A nursery in London, a logistics warehouse in Poland, a shopping center in Spain, offices in Frankfurt or a head office in Dublin: here are some examples of assets accessible via European SCPIs. Managed by specialized management companies, these “stone and paper” investments allow individuals to invest from 1,000 euros, sometimes less, in corporate real estate in Europe. Some invest exclusively outside France, in the euro zone or more widely across the continent, others maintain a portion of assets in France.
And the offer has never been so rich. Today there are nearly fifty SCPIs with a European vocation. Among the new entrants who are at the top of the efficiency rankings are Wemo One, Transitions Europe, Sofidynamic, Osmo Energie, Edmond de Rothschild Europa, Comète, MomenTime and Imerea Pierre. They joined already established players such as Iroko Zen, Remake Live, NCap Continent, Épargne Pierre Europe and Cœur d’Europe. Without forgetting the pioneering Corum Origin, launched in 2012, which exceeded the 6% distribution rate in 2025 for the fourteenth consecutive year.

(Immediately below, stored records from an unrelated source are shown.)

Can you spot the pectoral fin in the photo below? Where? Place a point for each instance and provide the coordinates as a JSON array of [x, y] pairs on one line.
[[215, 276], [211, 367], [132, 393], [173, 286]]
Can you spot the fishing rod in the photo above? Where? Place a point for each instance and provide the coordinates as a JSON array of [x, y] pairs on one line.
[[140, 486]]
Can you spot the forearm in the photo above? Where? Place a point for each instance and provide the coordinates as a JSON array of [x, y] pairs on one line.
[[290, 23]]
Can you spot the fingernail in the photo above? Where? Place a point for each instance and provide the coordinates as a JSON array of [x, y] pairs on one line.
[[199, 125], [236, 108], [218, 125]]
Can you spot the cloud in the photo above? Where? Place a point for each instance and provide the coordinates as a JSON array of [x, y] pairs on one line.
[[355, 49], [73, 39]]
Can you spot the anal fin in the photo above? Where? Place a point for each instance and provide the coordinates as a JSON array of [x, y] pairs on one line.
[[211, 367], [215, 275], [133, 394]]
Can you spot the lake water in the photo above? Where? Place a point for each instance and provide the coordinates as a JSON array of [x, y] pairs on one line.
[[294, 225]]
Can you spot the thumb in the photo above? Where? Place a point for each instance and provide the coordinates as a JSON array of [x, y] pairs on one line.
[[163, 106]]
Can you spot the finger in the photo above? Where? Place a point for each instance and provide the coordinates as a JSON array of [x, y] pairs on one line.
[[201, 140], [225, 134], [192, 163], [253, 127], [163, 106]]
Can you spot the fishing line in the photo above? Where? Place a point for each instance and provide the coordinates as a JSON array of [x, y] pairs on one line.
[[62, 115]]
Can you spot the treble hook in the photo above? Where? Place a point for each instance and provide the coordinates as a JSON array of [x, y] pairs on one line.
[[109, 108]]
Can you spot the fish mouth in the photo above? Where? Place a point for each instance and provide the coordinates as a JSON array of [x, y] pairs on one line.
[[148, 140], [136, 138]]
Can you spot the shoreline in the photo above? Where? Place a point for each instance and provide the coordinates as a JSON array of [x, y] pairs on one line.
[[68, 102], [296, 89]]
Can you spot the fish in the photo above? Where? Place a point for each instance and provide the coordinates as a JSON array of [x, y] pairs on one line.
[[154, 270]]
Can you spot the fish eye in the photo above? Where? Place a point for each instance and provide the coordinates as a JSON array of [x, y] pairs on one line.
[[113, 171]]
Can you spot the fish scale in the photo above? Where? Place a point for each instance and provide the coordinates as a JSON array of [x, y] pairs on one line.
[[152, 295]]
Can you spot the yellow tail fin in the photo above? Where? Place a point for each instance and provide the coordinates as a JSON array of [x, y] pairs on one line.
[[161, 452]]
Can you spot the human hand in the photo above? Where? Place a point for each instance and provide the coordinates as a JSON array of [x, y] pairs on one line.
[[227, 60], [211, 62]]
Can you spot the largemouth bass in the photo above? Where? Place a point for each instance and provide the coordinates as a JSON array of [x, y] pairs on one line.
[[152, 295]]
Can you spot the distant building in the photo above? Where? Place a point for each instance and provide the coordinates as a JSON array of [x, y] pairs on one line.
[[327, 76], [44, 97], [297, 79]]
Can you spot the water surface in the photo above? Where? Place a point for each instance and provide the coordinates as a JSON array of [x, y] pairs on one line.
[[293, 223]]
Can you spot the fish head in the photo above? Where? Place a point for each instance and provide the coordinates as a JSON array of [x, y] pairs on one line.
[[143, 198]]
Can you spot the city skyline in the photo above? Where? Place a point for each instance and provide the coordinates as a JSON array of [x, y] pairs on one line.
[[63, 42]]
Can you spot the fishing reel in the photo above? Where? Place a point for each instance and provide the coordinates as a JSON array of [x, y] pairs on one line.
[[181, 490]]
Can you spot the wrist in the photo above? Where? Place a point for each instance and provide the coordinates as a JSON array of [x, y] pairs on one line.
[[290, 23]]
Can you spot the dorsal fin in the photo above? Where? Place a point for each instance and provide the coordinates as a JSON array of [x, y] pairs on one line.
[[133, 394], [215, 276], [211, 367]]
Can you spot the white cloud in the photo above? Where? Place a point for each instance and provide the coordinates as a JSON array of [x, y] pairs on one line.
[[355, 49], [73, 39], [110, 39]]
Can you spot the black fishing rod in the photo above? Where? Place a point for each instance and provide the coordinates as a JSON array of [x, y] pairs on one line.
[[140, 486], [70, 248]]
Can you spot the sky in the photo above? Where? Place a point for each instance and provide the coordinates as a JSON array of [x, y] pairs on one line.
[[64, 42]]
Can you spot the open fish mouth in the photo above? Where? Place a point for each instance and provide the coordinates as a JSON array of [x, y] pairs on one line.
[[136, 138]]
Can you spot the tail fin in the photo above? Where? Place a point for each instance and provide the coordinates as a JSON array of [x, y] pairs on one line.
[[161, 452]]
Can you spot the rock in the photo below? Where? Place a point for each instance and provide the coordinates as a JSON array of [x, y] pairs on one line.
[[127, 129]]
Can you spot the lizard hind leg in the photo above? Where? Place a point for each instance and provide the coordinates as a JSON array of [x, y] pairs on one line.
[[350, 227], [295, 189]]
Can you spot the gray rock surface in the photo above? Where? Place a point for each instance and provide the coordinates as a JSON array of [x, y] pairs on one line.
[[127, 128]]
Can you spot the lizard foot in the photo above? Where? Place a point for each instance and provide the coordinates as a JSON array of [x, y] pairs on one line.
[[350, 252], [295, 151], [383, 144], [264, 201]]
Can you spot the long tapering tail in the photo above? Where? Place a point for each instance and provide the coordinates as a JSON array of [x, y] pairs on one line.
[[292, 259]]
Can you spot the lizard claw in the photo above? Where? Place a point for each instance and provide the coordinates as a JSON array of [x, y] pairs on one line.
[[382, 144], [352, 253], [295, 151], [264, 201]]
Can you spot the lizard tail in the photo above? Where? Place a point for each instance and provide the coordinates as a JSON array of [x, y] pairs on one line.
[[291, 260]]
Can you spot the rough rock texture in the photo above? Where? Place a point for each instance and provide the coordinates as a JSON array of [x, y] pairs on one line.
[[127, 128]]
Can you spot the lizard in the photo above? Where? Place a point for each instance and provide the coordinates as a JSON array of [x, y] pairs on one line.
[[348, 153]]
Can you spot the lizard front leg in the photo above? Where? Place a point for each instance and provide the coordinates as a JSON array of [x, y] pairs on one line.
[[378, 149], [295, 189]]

The numbers speak for themselves. According to Aspim, the professional association of the sector, the average distribution rate, all SCPI combined, stands at 4.91% in 2025, but diversified SCPIs, often predominantly European, average 6%, and the best do even better. Wemo One thus posted 15.27%, an exceptional level specific to SCPIs in the start-up phase.
Diversify to capture returns
The key to this success is their diversification strategy. On the one hand, this offers more purchasing opportunities: management companies benefit from a real estate market has become favorable to buyers across Europe to acquire discounted assets, which supports returns. On the other hand, by distributing their investments across several countries, European SCPIs mitigate the effects of local real estate cycles. For example, if the office market slows down in France, warehouses in Spain or businesses in Germany can take over.
To find these opportunities, management companies rely on their local teams or on partners established in each country, which allows them to master the specificities of each market. Please note, however: in the case of investments in countries outside the euro zone (United Kingdom, Poland), these investments are exposed to exchange rate fluctuations. However, the impact on returns remains limited thanks to the pooling of risks.
Softer taxation… but more technical
But the driving force behind this success is not only real estate, it is also fiscal. First, income from foreign sources escapes social security contributions French by 17.2%, which mechanically boosts the net return.
Furthermore, thanks to bilateral tax conventions, tax is paid at source by the SCPI in the country where the building is located. For the investor, tax credit or exemption mechanisms make taxation generally favorable. At the cost, it is true, of a slightly more complex tax declaration.
Be careful, however: this tax “bonus” disappears if you place your shares in a contract oflife insurance or a PER, where the taxation specific to the envelope applies. An essential parameter to integrate before getting started.